Barbell Single Leg Hip Thrust

Loaded single-leg hip thrust — exposes side-to-side glute strength differences and builds heavy hip extension per leg.

Level: Intermediate

Primary: Glutes

Secondary: Hamstrings

Movement: Compound

Tags: Balance / Stability Hinge Unilateral

Type: Strength (Weight Lifting)

Equipment: Barbell

Sports: Basketball Football Running Soccer Tennis Track and Field

Target muscles

The gluteus maximus of the working leg drives the entire concentric and eccentric — and the gluteus medius works continuously to keep the pelvis level. With one leg removed from the work, the demands per side roughly double compared to a bilateral hip thrust. The hamstrings of the working leg co-contract for knee stability. The trunk muscles brace asymmetrically — the side opposite the working leg loads more, similar to a single-arm carry. The hip flexors of the non-working leg work to hold the elevated position.

How to perform

Setup

Sit on the floor with the upper back against a flat bench (the edge hitting just below the shoulder blades). Roll a loaded barbell up to the hips with a barbell pad between bar and body. Plant one foot flat on the floor about shin-vertical-at-the-top distance from your hips. Extend the other leg out in front, held a few inches off the floor — knee straight, foot relaxed. Grip the bar lightly to stabilize.

Execution

Drive through the planted heel and the whole foot to extend the hips, lifting the bar and your hips until the body forms a straight line from shoulder to working knee. Squeeze the glute of the working leg hard at the top — a true squeeze, not a bounce. Keep the elevated leg level with the body at lockout; don't let it drop or rise. Lower the hips with control until the bar is just above the floor. Complete all reps on one side before switching.

Common mistakes

  • Hyperextending the lower back at the top. Lockout is hip extension, not lumbar extension. Tuck the chin and squeeze the glute.
  • Letting the non-working leg drift down or up during the rep. Hold it level — it's a stability requirement.
  • Foot too far forward, turning the lift into a hamstring movement. The working shin should be vertical at lockout.
  • Loading the same weight as a bilateral hip thrust. Single-leg loads typically run 40-60% of bilateral; ego-loading collapses the form.
  • Letting the pelvis tilt toward the working side. The glute medius is supposed to fight that tilt — if you can't keep the hips level, drop the load.

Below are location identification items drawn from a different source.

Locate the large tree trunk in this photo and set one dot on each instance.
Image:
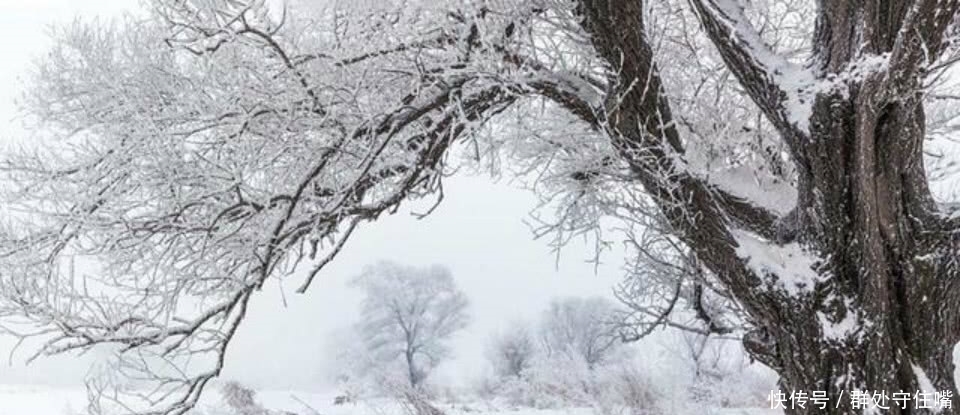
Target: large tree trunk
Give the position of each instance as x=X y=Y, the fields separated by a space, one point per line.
x=866 y=209
x=884 y=315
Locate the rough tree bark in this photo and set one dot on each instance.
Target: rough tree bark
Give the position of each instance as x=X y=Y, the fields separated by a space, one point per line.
x=865 y=209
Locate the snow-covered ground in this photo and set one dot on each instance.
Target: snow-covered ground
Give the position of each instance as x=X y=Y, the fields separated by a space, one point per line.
x=33 y=400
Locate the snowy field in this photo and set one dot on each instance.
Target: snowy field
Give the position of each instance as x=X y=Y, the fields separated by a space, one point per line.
x=32 y=400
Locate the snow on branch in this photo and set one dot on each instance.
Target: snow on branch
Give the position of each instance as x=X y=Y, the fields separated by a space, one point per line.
x=779 y=87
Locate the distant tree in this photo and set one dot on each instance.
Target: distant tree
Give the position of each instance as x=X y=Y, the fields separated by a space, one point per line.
x=512 y=352
x=410 y=313
x=210 y=146
x=580 y=327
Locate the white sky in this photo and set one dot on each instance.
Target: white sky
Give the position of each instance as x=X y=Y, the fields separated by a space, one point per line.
x=478 y=232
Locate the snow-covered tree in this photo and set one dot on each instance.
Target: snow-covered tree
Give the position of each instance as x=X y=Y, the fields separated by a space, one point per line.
x=512 y=351
x=778 y=147
x=410 y=313
x=582 y=328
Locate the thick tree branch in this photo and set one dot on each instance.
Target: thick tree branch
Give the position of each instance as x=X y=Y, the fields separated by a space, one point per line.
x=776 y=85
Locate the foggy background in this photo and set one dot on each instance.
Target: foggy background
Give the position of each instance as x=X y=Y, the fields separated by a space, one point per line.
x=478 y=232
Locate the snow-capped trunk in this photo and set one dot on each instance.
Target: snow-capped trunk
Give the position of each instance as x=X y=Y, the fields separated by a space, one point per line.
x=882 y=316
x=875 y=311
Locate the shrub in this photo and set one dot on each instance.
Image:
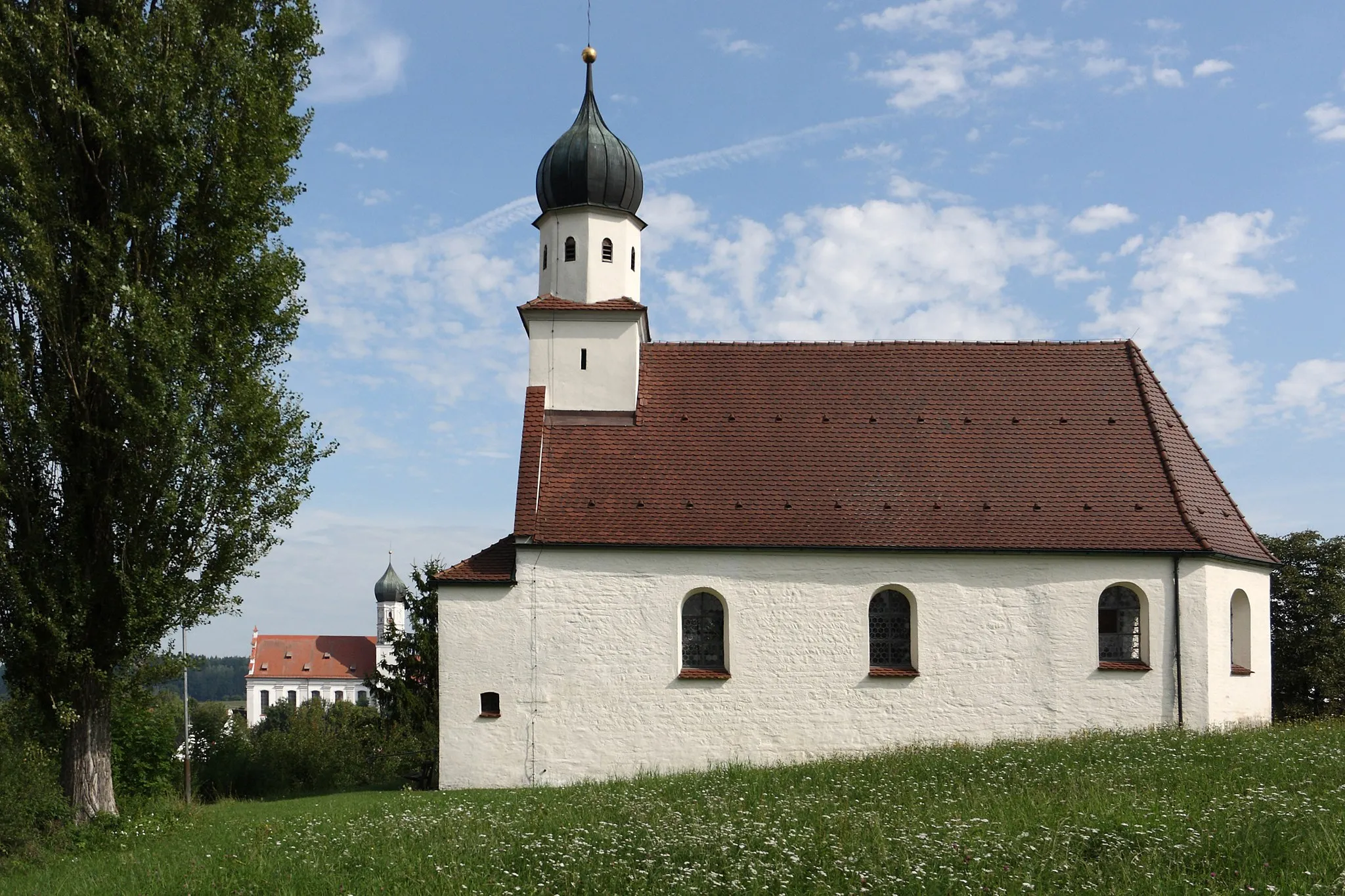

Progressions and regressions

Regress to the single-leg glute bridge (no bench, no barbell) until you can produce a clean lockout with the elevated leg holding position. The B-stance hip thrust (rear foot lightly tapped, working leg taking 80% of the load) is a useful stepping stone with less stability demand. To progress, add pause reps at lockout (3-second hold), or deficit single-leg hip thrusts with the planted foot on a low platform for a deeper range.

Programming notes

Excellent for exposing and correcting glute imbalances. 3-4 sets of 6-10 reps per leg, two days a week. Run the working sets off the weaker side's numbers — don't push the strong side harder just because it can do more. The glutes recover well, but single-leg work compounds quickly; if you find the planted leg's quad doing more work than the glute, drop the load and re-cue. Pair with bilateral hip thrusts for a full glute program.